Près de l’hôtellerie, et rentrée même du cloître, est une salle réservée pour les consultations que le père médecin de la Trappe donne gratuitement à tous les malades qui veulent s’adresser à lui. Ce père a une grande réputation de science et d’habileté ; on vient le consulter de bien loin, et les pauvres trouvent toujours chez lui, avec les conseils et les remèdes de la science, l’accueil bienveillant et paternel de la charité.

Enfin, à quelques pas du monastère, on aperçoit encore quelques bâtiments agglomérés : c’est une colonie pénitentiaire de jeunes détenus que le gouvernement a récemment confiés au dévouement inépuisable des trappistes.
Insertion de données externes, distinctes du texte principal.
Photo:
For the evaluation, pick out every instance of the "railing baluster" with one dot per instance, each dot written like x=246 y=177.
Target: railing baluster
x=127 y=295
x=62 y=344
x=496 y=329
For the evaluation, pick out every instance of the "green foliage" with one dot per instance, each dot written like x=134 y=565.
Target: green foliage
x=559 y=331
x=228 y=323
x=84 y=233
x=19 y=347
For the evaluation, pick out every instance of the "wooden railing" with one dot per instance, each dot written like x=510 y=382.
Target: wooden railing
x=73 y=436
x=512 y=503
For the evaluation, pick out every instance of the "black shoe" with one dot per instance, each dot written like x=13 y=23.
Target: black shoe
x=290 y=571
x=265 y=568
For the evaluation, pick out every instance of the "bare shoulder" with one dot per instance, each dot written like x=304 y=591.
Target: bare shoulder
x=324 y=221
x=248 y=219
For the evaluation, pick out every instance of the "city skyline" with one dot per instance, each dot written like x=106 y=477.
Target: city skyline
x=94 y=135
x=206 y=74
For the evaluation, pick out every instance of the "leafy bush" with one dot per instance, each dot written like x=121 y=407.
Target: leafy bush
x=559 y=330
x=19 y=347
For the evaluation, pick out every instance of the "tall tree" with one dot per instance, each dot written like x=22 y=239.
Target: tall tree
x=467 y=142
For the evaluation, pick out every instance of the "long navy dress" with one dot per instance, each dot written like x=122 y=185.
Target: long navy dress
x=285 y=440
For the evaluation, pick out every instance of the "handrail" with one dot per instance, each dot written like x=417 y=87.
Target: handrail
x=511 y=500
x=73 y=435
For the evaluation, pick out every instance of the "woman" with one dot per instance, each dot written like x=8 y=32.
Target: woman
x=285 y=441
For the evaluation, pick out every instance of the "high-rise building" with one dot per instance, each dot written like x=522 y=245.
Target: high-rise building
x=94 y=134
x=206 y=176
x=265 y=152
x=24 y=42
Les bons pères ont accepté cette charge avec reconnaissance, comme un moyen nouveau de faire du bien ; il se sont improvisés instituteurs avec cette confiance naïve de l’humilité qui n’attend rien de soi, mais qui attend tout de Dieu, et les résultats déjà obtenus prouvent une fois de plus que le cloître est une admirable école, pour former, non seulement des hommss de prière, mais des hommes d’intelligence et d’action.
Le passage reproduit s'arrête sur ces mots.